Improving Access to Unemployment Benefits

Unemployment insurance is a particularly critical protection for low-income workers. In the event of job loss, these benefits can save families from losing their homes or falling deeper into poverty. Yet low-income people often face inordinate obstacles to collecting the unemployment benefits to which they are entitled, mainly due to language barriers and an ineffective application process.

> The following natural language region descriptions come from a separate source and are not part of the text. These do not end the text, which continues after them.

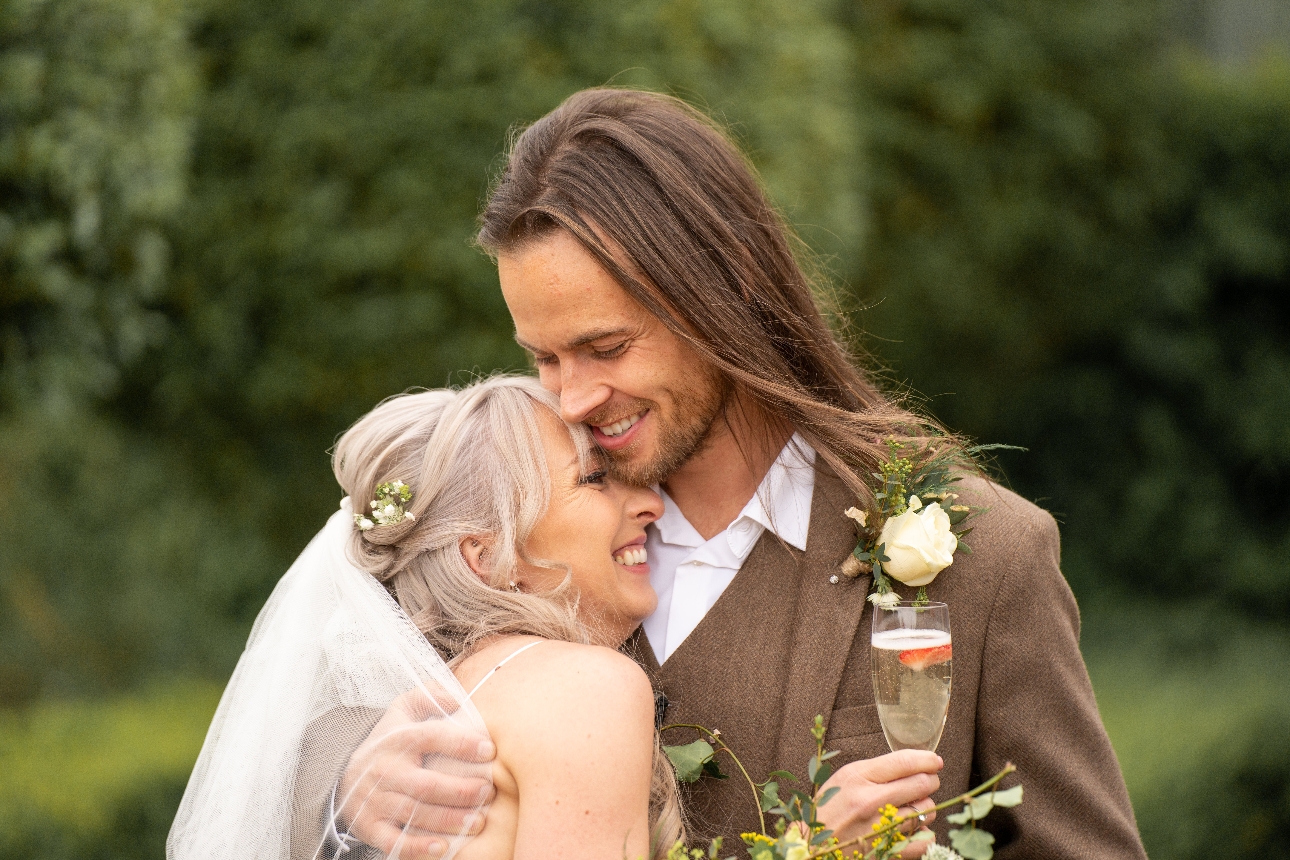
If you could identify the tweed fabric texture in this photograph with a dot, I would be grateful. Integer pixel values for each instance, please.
(783, 645)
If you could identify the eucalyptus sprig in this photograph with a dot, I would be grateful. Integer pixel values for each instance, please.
(799, 833)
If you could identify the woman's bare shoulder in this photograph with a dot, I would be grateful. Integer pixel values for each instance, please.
(556, 690)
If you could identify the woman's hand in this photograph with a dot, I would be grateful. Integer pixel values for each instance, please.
(387, 793)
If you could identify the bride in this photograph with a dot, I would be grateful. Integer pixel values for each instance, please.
(480, 548)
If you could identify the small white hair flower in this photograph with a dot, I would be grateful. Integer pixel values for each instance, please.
(387, 508)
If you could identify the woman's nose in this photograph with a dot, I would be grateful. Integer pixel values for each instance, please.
(644, 504)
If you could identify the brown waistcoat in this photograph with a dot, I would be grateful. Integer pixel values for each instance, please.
(784, 644)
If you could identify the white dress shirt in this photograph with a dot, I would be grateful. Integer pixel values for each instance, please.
(690, 574)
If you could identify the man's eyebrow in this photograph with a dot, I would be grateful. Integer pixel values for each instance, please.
(582, 339)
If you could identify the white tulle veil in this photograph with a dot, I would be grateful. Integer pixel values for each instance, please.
(329, 653)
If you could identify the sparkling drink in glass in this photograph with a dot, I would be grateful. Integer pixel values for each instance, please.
(912, 660)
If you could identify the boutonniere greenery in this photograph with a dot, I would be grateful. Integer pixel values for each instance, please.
(916, 524)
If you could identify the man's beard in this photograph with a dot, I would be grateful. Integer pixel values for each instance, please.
(684, 436)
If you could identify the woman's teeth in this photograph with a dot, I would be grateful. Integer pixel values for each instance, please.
(632, 557)
(621, 427)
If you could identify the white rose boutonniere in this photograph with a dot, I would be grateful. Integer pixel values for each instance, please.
(915, 525)
(919, 543)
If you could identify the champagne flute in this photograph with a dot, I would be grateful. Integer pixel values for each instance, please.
(912, 659)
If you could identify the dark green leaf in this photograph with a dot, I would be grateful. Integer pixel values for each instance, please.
(688, 760)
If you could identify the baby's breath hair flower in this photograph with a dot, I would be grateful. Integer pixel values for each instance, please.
(387, 508)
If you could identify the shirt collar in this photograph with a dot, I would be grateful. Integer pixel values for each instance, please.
(782, 503)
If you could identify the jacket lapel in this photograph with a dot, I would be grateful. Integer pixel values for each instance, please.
(826, 623)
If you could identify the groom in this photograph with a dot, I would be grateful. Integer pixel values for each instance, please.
(658, 295)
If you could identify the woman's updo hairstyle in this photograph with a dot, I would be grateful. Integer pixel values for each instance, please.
(475, 463)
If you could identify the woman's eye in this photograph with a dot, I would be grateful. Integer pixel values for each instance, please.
(595, 477)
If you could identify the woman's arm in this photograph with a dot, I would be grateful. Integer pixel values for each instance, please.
(574, 726)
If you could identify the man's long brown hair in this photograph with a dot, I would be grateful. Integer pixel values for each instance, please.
(668, 205)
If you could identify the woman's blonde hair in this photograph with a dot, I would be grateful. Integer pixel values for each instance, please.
(475, 463)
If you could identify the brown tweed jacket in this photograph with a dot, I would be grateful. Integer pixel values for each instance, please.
(783, 645)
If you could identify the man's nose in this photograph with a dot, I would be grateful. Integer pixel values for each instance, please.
(581, 395)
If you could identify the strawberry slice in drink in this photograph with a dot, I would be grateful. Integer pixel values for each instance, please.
(920, 659)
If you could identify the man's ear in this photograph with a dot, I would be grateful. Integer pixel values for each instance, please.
(475, 551)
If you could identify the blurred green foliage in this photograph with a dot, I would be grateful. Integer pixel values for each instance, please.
(228, 227)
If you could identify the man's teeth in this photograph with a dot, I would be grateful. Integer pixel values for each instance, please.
(631, 557)
(621, 427)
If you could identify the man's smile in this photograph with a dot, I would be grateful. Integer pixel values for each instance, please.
(619, 433)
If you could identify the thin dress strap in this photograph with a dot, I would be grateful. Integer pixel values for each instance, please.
(505, 660)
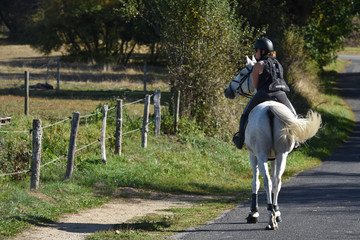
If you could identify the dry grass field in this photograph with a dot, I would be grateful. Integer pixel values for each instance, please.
(83, 87)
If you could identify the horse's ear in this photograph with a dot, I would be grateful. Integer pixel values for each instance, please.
(248, 61)
(254, 60)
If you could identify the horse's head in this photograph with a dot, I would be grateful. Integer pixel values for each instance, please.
(242, 84)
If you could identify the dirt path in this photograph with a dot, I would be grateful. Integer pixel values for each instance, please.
(78, 226)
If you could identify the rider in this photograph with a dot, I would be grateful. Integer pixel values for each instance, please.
(268, 81)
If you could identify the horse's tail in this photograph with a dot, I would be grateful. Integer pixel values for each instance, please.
(301, 129)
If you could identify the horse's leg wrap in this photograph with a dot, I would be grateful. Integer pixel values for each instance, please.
(254, 210)
(272, 224)
(254, 203)
(277, 213)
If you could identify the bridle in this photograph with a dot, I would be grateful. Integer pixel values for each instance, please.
(242, 80)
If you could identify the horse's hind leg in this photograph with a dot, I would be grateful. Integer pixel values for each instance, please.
(254, 209)
(277, 169)
(264, 170)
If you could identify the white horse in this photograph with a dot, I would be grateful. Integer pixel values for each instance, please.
(271, 133)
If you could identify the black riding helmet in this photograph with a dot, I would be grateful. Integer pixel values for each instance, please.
(264, 44)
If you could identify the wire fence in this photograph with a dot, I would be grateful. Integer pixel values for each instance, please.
(37, 131)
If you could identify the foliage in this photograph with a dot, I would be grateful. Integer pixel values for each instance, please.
(91, 31)
(327, 28)
(205, 45)
(16, 16)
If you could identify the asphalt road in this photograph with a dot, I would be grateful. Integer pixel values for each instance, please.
(319, 203)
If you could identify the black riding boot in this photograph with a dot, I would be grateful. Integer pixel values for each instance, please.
(239, 137)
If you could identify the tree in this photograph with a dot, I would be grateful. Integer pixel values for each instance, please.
(90, 30)
(16, 15)
(205, 45)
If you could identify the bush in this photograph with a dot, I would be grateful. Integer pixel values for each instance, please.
(206, 45)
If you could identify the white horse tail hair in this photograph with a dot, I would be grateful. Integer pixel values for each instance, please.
(301, 129)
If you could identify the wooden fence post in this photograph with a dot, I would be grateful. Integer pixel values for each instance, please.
(72, 145)
(157, 112)
(27, 79)
(145, 128)
(144, 80)
(36, 155)
(103, 132)
(177, 108)
(58, 76)
(118, 133)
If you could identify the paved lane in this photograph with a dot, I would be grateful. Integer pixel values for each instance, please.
(319, 203)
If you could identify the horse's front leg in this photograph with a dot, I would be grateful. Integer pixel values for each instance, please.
(264, 170)
(254, 209)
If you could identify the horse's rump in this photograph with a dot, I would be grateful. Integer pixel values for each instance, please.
(267, 132)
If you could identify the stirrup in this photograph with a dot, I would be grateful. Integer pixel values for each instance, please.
(239, 143)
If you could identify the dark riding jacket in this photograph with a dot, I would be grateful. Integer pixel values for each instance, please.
(272, 77)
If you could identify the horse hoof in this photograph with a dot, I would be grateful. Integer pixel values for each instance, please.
(251, 219)
(269, 227)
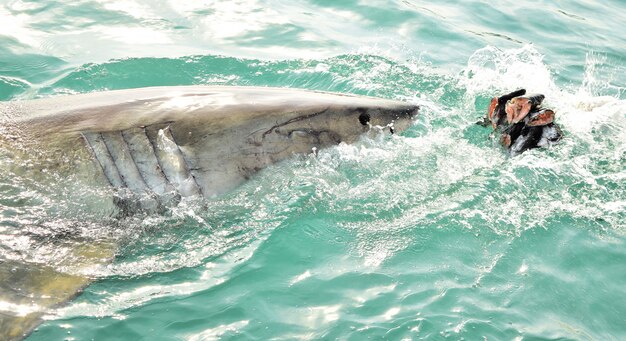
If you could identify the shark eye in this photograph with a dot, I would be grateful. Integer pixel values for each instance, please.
(364, 118)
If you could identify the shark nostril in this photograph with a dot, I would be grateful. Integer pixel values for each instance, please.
(364, 118)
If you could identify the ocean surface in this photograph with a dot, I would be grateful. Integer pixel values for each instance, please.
(433, 234)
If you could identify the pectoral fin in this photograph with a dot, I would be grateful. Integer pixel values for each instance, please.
(28, 291)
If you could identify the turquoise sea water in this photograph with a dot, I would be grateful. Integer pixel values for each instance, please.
(435, 234)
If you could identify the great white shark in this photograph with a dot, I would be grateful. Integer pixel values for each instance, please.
(157, 145)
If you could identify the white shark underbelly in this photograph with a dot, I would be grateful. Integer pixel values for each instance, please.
(195, 139)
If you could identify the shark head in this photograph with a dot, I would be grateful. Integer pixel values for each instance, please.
(202, 139)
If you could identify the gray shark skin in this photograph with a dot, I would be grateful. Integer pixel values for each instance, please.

In 2013, the NM Center on Law and Poverty filed a complaint with the Civil Rights Center of the U.S. Department of Labor to report unlawful discrimination by the NM Department of Workforce Solutions, the state agency that administers the unemployment insurance system. Our complaint arose from the agency’s decision to move to an unemployment insurance application available only online. The new system was also only in English and the Department stopped publicizing the availability of a telephone option to apply for benefits. As a result, many limited-English proficient individuals were unable to apply for benefits, a problem especially acute in New Mexico because one-third of New Mexicans speak a language other than English at home. The online-only system also raised concerns about age and disability discrimination. In addition, the Department of Workforce Solutions failed to translate vital written unemployment insurance notices into Spanish or other languages spoken by claimants, which made it difficult for these claimants to handle matters like denials and appeals of claims.

Recently, the Department of Workforce Solutions translated its online application system into Spanish. This is a step in the right direction for the Department, which has a legal obligation to ensure equal access to benefits for English and non-English speaking New Mexicans alike.

In October 2015, the Civil Rights Center issued nationwide guidance about online unemployment insurance claims systems like New Mexico’s, which tracked the legal concerns raised by our complaint. The federal guidance made it clear that agencies must provide a means other than web-based systems for filing claims, such as by telephone or in person, in order to comply with unemployment insurance and anti-discrimination laws. The Civil Rights Center also made it clear that websites and vital documents related to claims must be translated so that claimants can understand them, and that failure to do so may amount to unlawful discrimination.

Now that the Civil Rights Center has clarified the standards that New Mexico’s Department of Workforce Solutions must follow with respect to claims filing and language access, the Center on Law and Poverty will continue to monitor the agency to ensure that it provides appropriate access to all New Mexicans.